Becker: Thank you, the point is well taken. There is no such thing as a West or an East, and it is too simplistic to use these terms. I do however, think that we can find people among us who represent an enlightenment tradition who say gWe know the truth and we have to bring it to the rest of the worldh.
Zion: By dissolving all the different narratives together, you are making an idea of a Western paradigm for us to engage with, of rather egotistic or selfish autocratic people, but you seem to be doing exactly what you are arguing against. There are many narratives, especially in the twentieth century with the rise of migration, which would seem to solve your problem.
Becker: You are quite right, thank you.
Asada: Though you talk about WASP, and I agree with some of your thoughts, within countries we can also see differences. People think of the North South problem, but there is the same structure within a country and a community. The smallest picture is within a family. Although you talked about Japanese, that we cannot talk between two persons as equals, but I am not sure. If I started to talk to you in Japanese, I have to use a polite sense because you are a Professor and I am a student. But among teachers, students or family it is possible to use the equal argument.
Becker: I think you represent the new Japanese. The idea that Japanese cannot be equal is not my idea, it a famous linguist who said those who can think they are equal to the other person have not mastered Japanese. You are of a different generation. My paper did what it intended too, to provoke discussion. I do not believe it all, and it is not intended as complete, but if you start to think about these issues then I am happy.
Sakamoto: The discussion is very exciting, but we have to stop, and proceed to the next speaker. I will change the chairperson.

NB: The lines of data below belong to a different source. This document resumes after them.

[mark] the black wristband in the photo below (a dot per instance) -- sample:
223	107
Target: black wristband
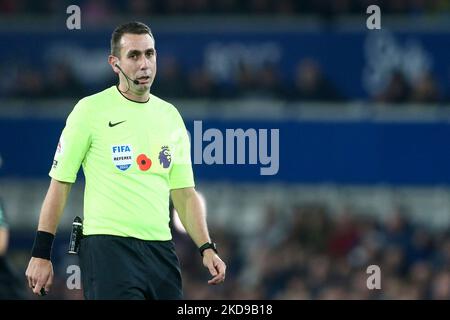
42	247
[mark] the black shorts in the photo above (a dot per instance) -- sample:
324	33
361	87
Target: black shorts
115	267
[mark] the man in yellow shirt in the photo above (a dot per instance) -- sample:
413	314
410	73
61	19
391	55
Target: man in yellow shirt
135	154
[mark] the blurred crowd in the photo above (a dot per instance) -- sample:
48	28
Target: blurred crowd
309	83
102	9
318	255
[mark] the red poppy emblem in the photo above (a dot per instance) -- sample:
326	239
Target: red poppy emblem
143	162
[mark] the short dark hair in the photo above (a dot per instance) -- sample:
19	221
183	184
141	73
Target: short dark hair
130	27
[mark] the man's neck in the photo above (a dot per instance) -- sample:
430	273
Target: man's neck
132	96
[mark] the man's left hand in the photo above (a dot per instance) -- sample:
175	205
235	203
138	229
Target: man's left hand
215	266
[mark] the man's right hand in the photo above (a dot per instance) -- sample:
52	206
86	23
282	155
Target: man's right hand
39	275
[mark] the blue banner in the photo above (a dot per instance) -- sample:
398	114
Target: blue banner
357	63
362	152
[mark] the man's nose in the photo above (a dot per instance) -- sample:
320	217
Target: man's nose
145	63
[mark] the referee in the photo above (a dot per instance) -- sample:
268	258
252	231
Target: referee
135	154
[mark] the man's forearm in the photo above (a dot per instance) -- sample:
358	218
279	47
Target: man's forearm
53	206
192	214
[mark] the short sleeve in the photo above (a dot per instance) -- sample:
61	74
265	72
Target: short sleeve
181	174
73	145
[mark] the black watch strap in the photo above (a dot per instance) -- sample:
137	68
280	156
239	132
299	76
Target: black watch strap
208	245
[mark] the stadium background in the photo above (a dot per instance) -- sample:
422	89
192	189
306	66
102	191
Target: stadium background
363	117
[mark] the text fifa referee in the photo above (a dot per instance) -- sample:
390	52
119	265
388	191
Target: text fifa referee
135	154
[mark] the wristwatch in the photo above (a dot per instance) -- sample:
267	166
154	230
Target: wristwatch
208	245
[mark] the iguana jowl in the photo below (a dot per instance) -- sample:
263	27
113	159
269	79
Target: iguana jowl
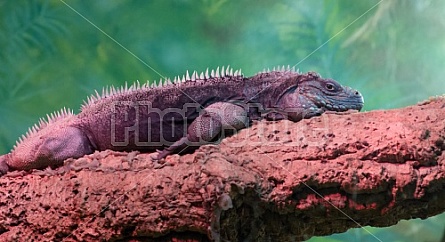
172	115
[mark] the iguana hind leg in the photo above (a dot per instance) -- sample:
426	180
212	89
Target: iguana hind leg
214	119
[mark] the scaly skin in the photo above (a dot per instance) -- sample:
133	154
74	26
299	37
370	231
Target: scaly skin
174	116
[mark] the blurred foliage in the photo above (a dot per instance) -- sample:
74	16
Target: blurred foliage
392	51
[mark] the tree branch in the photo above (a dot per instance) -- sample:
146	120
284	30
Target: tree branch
276	180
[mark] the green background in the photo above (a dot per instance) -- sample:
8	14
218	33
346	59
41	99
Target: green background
393	51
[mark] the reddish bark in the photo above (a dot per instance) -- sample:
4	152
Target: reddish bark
278	181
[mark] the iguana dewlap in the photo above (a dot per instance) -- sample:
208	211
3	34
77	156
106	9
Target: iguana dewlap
173	115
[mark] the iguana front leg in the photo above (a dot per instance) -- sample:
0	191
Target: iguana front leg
209	124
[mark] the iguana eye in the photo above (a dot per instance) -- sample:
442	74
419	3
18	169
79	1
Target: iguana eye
330	86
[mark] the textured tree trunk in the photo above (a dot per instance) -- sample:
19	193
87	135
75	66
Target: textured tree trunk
276	181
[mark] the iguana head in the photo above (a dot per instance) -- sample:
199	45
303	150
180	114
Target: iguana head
313	95
47	143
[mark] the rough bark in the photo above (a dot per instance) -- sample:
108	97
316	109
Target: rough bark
276	181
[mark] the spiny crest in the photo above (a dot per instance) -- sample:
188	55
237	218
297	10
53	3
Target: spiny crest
50	118
177	81
281	69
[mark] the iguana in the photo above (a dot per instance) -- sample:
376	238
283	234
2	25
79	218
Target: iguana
173	115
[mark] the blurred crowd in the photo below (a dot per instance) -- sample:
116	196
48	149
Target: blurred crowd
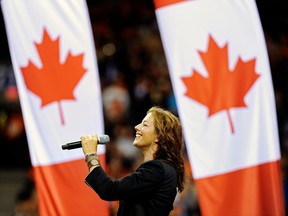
134	76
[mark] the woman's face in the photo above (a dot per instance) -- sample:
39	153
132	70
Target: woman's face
145	132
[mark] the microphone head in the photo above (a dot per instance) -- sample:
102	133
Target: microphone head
103	139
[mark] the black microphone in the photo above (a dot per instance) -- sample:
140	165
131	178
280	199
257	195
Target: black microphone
102	139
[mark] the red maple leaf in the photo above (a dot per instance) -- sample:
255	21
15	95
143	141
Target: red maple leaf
54	81
223	89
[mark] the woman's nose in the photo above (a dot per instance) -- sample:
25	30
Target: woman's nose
137	127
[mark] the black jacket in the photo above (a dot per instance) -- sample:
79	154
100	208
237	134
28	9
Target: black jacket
150	190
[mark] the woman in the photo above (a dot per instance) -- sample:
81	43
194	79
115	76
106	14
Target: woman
152	188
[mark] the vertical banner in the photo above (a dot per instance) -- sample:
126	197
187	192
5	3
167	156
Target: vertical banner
55	65
221	77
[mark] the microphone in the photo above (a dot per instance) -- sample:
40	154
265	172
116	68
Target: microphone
102	139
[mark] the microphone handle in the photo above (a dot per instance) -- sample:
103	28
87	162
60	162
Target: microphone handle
72	145
102	139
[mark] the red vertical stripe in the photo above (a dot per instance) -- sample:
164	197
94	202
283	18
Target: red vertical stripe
56	184
253	191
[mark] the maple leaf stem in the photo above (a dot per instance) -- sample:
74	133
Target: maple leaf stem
61	113
230	122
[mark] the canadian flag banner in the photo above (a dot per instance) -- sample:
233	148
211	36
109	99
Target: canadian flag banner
221	78
55	65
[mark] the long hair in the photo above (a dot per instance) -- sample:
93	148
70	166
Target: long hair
169	131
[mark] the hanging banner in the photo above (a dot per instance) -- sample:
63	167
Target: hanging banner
55	65
221	77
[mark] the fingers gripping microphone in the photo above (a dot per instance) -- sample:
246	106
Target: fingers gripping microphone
102	139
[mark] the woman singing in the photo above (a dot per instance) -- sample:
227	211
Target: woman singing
152	188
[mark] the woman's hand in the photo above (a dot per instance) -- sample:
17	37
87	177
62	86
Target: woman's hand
89	144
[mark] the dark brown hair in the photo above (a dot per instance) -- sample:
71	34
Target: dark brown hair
169	131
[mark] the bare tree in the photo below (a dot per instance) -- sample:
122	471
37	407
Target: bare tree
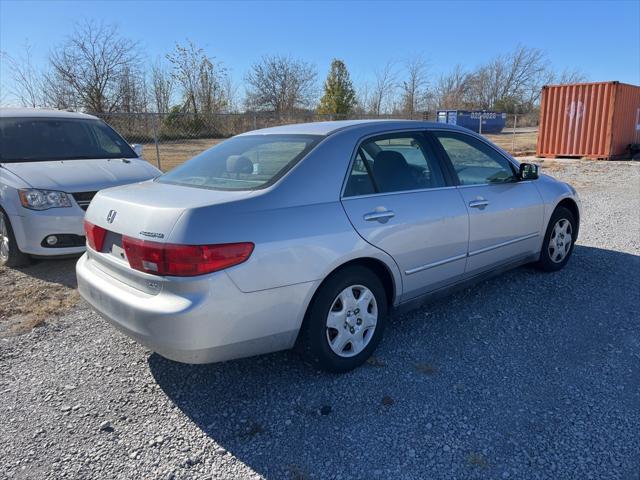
516	77
93	63
162	84
363	100
281	84
200	78
450	89
569	76
414	87
231	93
27	81
383	89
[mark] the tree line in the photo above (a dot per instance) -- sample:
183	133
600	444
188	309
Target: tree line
99	70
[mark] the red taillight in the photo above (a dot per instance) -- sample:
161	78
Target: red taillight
95	235
183	260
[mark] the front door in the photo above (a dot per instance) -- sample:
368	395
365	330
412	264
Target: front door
397	199
505	215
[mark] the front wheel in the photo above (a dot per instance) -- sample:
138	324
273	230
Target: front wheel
10	254
559	241
345	321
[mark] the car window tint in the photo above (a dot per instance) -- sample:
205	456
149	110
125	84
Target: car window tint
42	139
392	164
475	162
245	162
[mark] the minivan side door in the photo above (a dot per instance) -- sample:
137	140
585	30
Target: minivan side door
505	215
397	199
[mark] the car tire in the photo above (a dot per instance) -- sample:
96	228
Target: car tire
345	320
559	241
10	254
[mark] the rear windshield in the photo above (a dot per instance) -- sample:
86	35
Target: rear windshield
41	139
243	163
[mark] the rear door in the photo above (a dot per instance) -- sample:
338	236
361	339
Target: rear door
397	198
505	215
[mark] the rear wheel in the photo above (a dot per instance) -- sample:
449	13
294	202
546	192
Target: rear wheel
10	254
345	321
559	241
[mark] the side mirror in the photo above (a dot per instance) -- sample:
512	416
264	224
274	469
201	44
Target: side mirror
528	171
137	148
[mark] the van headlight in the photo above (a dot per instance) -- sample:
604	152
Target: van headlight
36	199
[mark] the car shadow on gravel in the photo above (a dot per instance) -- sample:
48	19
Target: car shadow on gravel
58	270
524	375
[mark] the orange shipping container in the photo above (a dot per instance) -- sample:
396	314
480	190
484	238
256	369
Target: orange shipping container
593	120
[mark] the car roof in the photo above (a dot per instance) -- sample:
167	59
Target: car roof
41	113
367	126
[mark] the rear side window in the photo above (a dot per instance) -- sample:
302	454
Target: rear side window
42	139
243	163
393	163
475	162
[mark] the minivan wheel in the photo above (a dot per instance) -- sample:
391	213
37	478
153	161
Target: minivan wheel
345	321
10	254
559	241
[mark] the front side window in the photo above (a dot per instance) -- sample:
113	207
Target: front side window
475	162
242	163
42	139
393	163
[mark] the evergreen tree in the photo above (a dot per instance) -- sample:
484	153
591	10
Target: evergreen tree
339	96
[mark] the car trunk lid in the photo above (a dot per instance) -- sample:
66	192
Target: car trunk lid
145	211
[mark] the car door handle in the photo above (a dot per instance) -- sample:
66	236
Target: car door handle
382	217
478	203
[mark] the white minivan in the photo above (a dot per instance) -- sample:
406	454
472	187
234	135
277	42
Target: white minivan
52	163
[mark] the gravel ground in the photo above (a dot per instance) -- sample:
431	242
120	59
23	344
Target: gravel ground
527	375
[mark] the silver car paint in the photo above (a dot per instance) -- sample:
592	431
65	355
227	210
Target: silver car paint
302	230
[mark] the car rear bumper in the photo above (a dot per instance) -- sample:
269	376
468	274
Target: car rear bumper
30	230
198	319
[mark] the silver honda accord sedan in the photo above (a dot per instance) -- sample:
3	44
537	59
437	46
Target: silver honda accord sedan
312	235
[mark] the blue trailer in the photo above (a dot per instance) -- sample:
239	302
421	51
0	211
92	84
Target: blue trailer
492	122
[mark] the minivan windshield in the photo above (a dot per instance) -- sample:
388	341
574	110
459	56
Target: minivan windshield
243	163
42	139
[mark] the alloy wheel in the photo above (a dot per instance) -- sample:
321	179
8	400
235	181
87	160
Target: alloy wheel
560	240
352	320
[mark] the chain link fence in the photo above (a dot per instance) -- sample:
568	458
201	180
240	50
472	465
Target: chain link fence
172	138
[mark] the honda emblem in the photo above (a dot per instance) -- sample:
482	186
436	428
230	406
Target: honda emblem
111	216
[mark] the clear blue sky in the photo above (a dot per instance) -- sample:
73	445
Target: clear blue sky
602	39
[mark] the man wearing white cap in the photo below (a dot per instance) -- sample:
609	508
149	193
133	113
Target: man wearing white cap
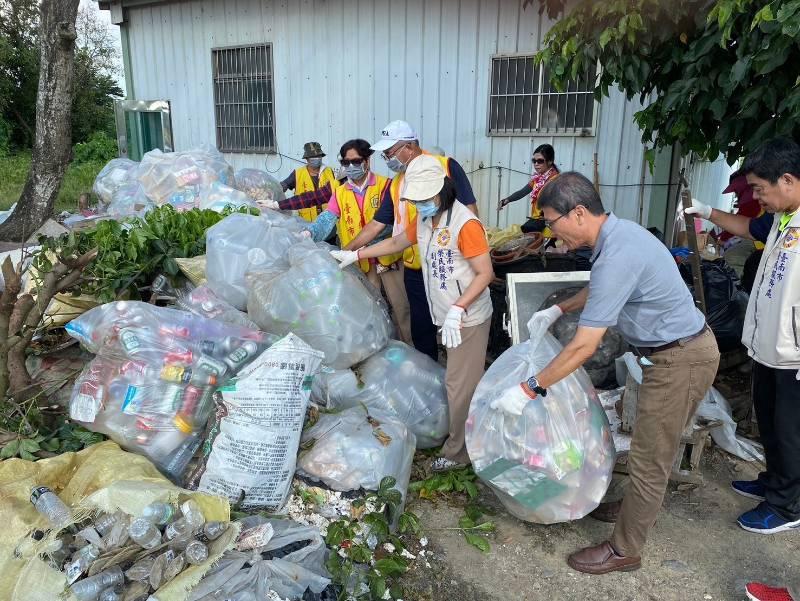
456	271
399	145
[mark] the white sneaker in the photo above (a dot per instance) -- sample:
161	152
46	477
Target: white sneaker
443	464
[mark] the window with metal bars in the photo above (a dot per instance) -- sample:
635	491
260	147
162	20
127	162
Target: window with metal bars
522	101
244	104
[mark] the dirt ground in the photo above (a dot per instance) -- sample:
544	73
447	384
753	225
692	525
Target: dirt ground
695	551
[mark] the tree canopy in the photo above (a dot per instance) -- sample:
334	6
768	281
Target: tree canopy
716	76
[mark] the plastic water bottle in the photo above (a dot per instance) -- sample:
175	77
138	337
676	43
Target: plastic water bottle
159	513
144	533
89	589
50	506
196	552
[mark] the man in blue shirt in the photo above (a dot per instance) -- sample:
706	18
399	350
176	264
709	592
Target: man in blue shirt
636	287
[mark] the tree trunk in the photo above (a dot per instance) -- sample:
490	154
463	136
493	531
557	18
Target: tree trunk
53	142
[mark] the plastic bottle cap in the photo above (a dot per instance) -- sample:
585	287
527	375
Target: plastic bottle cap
182	424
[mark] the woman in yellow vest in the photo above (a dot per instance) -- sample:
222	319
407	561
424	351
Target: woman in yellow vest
351	205
311	176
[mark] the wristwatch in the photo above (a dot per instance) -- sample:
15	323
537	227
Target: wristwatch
533	384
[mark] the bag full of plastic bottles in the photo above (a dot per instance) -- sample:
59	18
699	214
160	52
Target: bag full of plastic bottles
356	448
253	455
398	380
171	177
114	175
327	307
553	462
259	185
151	385
241	243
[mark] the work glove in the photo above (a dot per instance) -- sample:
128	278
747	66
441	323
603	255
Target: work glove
699	209
270	204
345	257
541	321
451	328
512	400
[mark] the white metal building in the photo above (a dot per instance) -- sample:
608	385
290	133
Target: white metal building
256	77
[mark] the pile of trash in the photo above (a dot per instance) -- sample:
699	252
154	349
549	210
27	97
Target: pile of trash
198	178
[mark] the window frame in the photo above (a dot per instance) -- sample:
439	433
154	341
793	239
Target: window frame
576	133
270	81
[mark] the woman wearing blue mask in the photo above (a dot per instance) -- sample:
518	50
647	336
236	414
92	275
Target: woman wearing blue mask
457	270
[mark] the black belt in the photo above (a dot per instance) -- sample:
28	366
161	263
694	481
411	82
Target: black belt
645	351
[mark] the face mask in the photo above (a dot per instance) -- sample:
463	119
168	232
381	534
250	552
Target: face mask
355	172
427	208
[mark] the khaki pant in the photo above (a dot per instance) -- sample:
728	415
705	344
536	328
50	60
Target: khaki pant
465	365
671	391
394	290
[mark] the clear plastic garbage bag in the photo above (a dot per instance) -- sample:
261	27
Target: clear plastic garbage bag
114	175
259	185
553	463
241	243
327	307
354	449
151	385
398	380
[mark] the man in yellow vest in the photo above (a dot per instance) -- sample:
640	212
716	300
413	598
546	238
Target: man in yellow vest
311	176
399	145
349	206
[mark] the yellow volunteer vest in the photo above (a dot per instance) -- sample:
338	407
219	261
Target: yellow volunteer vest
353	219
304	183
411	257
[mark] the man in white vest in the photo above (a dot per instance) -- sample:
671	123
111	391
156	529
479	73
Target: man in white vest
772	337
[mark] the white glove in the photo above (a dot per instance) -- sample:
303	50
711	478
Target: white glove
451	328
512	401
699	209
345	257
541	321
270	204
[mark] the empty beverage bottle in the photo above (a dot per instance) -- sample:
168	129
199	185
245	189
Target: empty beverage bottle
89	589
196	552
50	506
212	531
144	533
159	513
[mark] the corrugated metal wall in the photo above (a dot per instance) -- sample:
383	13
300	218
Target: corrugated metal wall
345	68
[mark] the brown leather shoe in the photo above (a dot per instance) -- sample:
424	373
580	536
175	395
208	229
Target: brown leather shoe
607	512
602	559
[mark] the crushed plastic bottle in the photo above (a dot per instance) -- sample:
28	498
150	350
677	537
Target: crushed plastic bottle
196	552
51	506
159	513
144	533
89	589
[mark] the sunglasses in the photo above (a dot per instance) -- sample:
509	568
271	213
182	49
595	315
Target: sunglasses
348	162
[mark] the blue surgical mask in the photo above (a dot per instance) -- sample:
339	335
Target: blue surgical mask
427	208
355	172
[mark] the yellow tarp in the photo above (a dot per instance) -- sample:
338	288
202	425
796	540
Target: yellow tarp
100	478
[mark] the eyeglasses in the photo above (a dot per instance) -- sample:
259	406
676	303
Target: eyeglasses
348	162
550	224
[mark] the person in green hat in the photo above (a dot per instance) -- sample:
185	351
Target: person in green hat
311	176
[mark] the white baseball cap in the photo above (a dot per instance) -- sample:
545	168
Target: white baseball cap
423	179
393	133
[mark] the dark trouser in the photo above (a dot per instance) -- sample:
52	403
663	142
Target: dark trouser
776	398
423	332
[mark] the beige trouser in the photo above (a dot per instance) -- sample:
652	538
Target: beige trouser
465	365
671	391
394	290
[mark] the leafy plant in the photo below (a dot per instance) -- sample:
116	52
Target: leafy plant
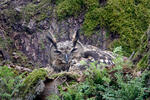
10	82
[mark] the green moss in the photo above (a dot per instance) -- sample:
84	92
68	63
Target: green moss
32	79
70	75
126	18
69	8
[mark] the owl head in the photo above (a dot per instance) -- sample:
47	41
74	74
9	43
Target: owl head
62	53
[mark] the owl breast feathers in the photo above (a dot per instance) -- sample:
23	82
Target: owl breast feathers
66	55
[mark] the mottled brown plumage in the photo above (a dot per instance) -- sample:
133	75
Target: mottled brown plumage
69	53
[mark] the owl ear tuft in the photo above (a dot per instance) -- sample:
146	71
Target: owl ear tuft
51	38
75	38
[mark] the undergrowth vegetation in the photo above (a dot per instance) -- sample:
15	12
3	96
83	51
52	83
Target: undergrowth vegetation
129	19
117	83
10	82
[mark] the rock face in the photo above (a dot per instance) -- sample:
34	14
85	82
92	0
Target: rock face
29	35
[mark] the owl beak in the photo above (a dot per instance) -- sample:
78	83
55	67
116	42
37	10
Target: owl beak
67	58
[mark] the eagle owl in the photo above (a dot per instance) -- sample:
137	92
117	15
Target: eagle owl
69	53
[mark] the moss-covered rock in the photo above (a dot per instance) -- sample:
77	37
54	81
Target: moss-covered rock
38	10
33	84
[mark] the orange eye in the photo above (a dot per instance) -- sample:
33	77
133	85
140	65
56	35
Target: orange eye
74	49
59	52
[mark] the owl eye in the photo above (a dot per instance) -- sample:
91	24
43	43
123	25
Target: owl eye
57	52
74	49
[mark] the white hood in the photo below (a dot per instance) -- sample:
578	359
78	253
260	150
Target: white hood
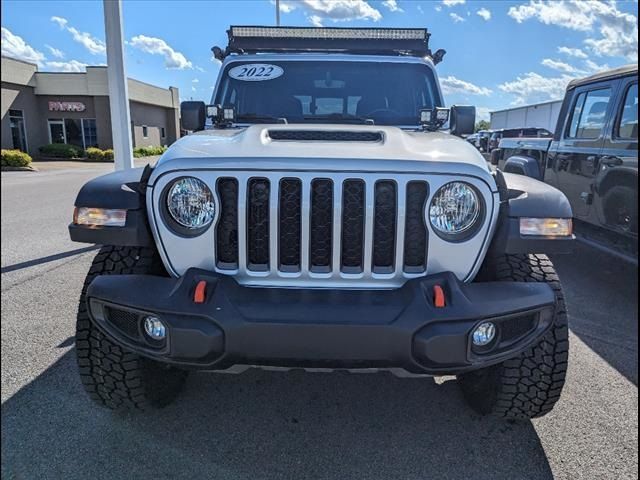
398	151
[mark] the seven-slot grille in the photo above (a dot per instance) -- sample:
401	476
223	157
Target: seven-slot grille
321	226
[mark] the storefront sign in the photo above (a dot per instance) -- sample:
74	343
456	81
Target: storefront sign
67	107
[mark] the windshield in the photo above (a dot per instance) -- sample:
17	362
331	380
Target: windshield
385	93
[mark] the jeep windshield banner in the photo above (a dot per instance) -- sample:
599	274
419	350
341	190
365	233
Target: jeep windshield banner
329	92
255	72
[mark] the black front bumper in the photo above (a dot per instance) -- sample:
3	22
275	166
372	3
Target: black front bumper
321	328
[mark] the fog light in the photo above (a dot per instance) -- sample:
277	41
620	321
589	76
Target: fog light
103	217
484	334
154	328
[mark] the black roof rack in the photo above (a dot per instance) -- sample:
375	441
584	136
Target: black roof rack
366	41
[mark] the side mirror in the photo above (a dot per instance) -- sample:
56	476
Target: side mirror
495	156
192	115
462	120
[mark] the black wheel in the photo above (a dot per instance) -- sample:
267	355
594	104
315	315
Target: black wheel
112	376
529	385
621	208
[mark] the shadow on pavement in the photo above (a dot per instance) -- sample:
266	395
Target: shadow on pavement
602	297
47	259
265	425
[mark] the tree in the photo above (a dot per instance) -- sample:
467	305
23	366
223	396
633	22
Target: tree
482	125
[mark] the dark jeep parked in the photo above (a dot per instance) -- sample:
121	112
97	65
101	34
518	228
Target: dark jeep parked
592	158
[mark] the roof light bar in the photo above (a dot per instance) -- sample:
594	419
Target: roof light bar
331	33
370	41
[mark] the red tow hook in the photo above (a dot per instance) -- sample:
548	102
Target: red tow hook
199	295
438	297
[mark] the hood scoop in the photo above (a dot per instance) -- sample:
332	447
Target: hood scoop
289	135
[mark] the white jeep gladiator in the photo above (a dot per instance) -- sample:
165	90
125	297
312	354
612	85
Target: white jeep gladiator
324	215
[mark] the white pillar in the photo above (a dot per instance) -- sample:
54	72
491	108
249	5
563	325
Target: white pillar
118	90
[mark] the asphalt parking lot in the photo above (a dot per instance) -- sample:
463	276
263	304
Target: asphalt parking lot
263	425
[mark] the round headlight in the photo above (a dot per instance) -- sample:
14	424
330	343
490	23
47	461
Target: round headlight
455	210
190	203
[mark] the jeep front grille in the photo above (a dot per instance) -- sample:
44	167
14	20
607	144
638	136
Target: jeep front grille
321	226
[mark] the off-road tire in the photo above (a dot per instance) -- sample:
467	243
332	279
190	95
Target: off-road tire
529	385
112	376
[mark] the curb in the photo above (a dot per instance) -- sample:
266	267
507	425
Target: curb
19	169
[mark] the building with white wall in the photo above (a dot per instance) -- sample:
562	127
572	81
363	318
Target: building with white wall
540	115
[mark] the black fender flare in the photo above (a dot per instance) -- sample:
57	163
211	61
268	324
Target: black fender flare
622	175
124	189
523	165
526	197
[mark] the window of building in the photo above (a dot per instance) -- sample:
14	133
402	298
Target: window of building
56	131
89	132
18	131
73	131
627	126
589	114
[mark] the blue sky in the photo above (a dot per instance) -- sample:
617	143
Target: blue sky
499	53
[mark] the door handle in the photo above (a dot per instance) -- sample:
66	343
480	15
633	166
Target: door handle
611	161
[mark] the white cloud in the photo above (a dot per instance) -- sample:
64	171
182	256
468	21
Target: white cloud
533	87
618	30
55	52
157	46
560	66
334	10
91	43
593	67
482	113
484	13
573	52
70	66
15	47
315	20
452	85
392	5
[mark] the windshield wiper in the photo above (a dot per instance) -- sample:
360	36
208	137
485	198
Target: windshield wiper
342	117
255	117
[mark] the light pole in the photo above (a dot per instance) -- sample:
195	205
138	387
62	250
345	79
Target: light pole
118	90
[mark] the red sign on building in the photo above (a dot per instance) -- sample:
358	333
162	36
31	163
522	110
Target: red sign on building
66	107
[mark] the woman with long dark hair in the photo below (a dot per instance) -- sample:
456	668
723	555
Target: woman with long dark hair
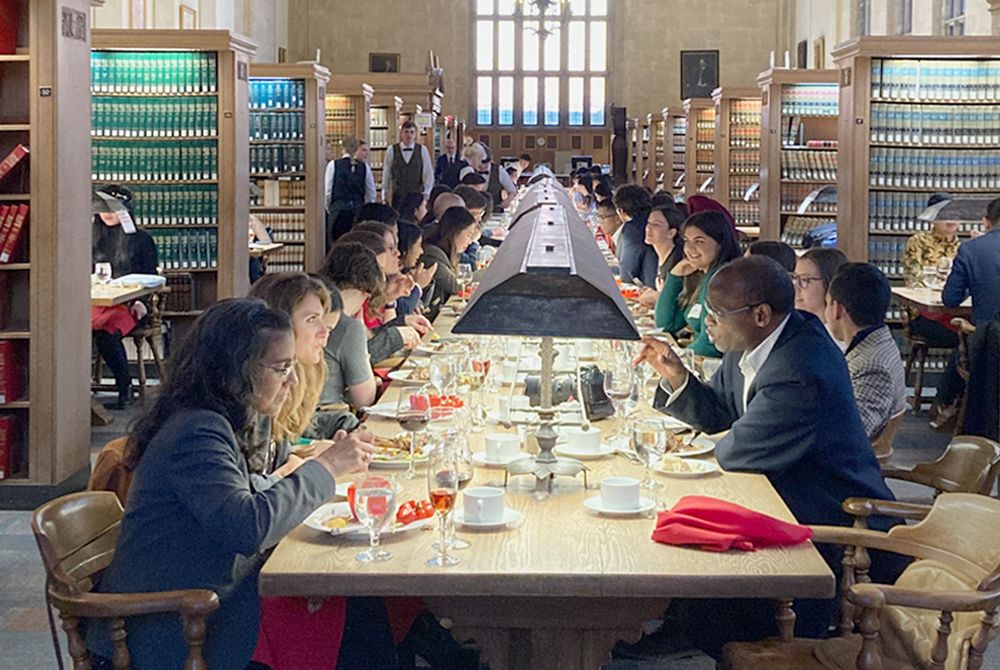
192	519
129	250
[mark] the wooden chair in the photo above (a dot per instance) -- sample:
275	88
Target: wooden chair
883	443
76	535
957	575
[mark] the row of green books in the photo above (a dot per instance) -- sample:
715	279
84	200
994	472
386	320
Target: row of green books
154	117
187	249
114	160
936	124
935	80
153	72
277	94
182	204
272	126
934	168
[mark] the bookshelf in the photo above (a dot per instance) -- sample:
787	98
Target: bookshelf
737	154
917	115
798	150
383	130
699	144
171	122
287	112
44	287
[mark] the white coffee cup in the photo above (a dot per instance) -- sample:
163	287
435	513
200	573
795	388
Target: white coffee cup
484	504
502	447
620	494
580	440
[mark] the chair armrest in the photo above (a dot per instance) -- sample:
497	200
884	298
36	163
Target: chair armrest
866	507
880	595
189	602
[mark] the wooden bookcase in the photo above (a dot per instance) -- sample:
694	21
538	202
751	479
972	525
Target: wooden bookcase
917	115
737	154
799	109
699	143
294	202
159	79
45	286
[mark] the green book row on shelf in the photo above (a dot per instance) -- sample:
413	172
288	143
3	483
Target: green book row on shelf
187	249
175	204
270	126
153	72
113	160
277	158
153	117
277	93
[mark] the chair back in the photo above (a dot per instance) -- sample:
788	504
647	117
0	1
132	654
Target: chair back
883	443
968	465
76	535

Song: We are twenty minutes behind schedule, so please keep the time. I am sorry we do not have time for discussion. The speakers this afternoon are Dr Dua, Dr Doering, Dr De, Dr Kishore and Dr Ratanakul. We may have a few questions.
Miyasaka: Can you please explain why are IVF techniques unacceptable from Buddhist perspectives?
Ratanakul: As I understand, the technique involves disregard of the unused embryo, because the embryo or fetus is a human being.
Miyasaka: This may be for a fertilized egg. What about somatic cells?
Ratanakul: For a Buddhist life begins at fertilization.
Miyasaka: So you can kill somatic cells, like on the finger.
Ratanakul: The ethics also depends on the size of the fetus as well.
Song: We have to conclude this session, thank you to all the speakers and audience.